Background: Carcinogenesis is a multistep process where a healthy cell has initially a precancerous stage and finally an early cancerous stage. The process of carcinogenesis can be divided into three stages of initiation, promotion, and progression. In this process, there is increased turnover, secretion, and/or shedding from malignant cells. Glycoproteins like sialic acid are expressed on the cell surface. In oral potentially malignant disorders (OPMDs) and oral cancer (OC), the sialic acid level is seen to increase due to high cell turnover and shedding of malignant cells which, in turn, results in the release of glycoproteins like sialic acid into circulation. Glycoproteins also form an important constituent of salivary mucins and hence due to the same mechanism, an increase in sialic acid level is also seen in saliva. Objective: The aim is to estimate serum and salivary sialic acid levels in healthy controls, patients with OPMDs and patients with OC. Materials and Methods: In this observational cross-sectional study, serum and salivary sialic acid levels were estimated in thirty healthy controls, thirty patients with OPMDs and thirty patients with OC. Results: Serum and salivary sialic acid levels obtained were subjected to statistical analysis. Post hoc Tukey test was used to compare the serum and salivary sialic acid levels of the two study groups to the control group. ANOVA test was used for the comparison of sialic acid levels between the groups. Pearson's correlation coefficient was used to assess correlation (P < 0.05 was considered statistically significant). The mean serum and salivary sialic acid levels were increased significantly in subjects with OPMDs and OC when compared to healthy controls. Conclusion: This study highlights the high expression of sialic acid on outer cell membranes, due to the significant increase in subjects with OPMDs and OC when compared to healthy controls. A significant increase in sialic acid level is also seen in saliva. Hence, it can be stated that saliva can be used as a reliable, noninvasive tool in diagnosis and management of OPMDs and OC.
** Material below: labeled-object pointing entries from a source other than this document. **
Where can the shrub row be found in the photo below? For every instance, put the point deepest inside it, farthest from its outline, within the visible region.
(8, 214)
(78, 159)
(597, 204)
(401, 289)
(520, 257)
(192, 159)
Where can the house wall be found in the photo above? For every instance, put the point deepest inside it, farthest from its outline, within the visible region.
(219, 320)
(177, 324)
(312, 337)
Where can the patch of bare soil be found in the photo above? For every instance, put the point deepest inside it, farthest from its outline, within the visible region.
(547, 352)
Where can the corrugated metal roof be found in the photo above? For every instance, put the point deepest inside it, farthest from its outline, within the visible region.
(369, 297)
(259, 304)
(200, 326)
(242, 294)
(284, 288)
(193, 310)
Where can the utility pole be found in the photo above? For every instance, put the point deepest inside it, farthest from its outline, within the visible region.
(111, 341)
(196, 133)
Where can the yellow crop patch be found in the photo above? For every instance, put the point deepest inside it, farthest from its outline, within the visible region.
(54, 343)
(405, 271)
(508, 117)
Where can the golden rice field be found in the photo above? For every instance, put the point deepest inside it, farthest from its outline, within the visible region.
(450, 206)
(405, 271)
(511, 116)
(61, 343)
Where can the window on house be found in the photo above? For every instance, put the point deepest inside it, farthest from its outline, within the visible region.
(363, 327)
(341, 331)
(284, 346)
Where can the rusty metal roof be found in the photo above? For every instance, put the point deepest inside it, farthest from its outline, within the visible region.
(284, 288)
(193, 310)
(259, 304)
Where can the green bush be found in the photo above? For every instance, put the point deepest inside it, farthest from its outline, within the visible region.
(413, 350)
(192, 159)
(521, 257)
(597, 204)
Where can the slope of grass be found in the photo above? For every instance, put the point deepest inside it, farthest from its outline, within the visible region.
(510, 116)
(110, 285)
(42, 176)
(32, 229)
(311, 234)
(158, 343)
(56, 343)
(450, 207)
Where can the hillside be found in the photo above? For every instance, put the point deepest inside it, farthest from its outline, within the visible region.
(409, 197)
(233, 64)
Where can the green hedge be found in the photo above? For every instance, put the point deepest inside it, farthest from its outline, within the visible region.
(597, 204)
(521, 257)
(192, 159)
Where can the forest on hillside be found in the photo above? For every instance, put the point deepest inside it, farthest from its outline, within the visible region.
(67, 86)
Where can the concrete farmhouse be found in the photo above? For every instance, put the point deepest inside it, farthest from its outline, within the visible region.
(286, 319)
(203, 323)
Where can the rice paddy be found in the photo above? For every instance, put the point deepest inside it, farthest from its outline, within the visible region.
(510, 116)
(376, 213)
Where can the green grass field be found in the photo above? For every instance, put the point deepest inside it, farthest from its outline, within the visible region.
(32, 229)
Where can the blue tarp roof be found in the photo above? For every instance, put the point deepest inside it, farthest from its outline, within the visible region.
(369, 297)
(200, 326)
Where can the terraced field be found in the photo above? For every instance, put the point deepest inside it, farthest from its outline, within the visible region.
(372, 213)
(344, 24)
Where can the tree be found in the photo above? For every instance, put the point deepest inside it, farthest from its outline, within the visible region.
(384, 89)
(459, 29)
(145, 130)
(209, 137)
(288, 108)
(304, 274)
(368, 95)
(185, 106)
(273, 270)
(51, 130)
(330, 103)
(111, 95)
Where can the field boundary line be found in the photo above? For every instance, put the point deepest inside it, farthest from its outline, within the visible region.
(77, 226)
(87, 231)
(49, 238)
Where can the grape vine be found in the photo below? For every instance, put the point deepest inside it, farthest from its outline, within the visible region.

Keywords: Oral potentially malignant disorders, oral cancer, sialic acid

How to cite this article:
Achalli S, Madi M, Babu SG, Shetty SR, Kumari S, Bhat S. Sialic acid as a biomarker of oral potentially malignant disorders and oral cancer. Indian J Dent Res 2017;28:395-9

How to cite this URL:
Achalli S, Madi M, Babu SG, Shetty SR, Kumari S, Bhat S. Sialic acid as a biomarker of oral potentially malignant disorders and oral cancer. Indian J Dent Res [serial online] 2017 [cited 2019 Oct 18];28:395-9. Available from: http://www.ijdr.in/text.asp?2017/28/4/395/213049

   Introduction Top


The incidence of cancer in the head and neck region accounts for 30%–40% of all malignant tumors in India.[1] The oral cavity is the fourth common site for carcinoma after lungs, stomach, and liver in males and fifth common site in females after cervix, breast, stomach, and liver.[2] A total of 222,000 new cases in men and 90,000 new cases in women are diagnosed each year globally.[3] It was estimated that 4.9 million people died of tobacco-related illness in the year 2000, and by 2020s that figure will increase to 10 million deaths per year.[4]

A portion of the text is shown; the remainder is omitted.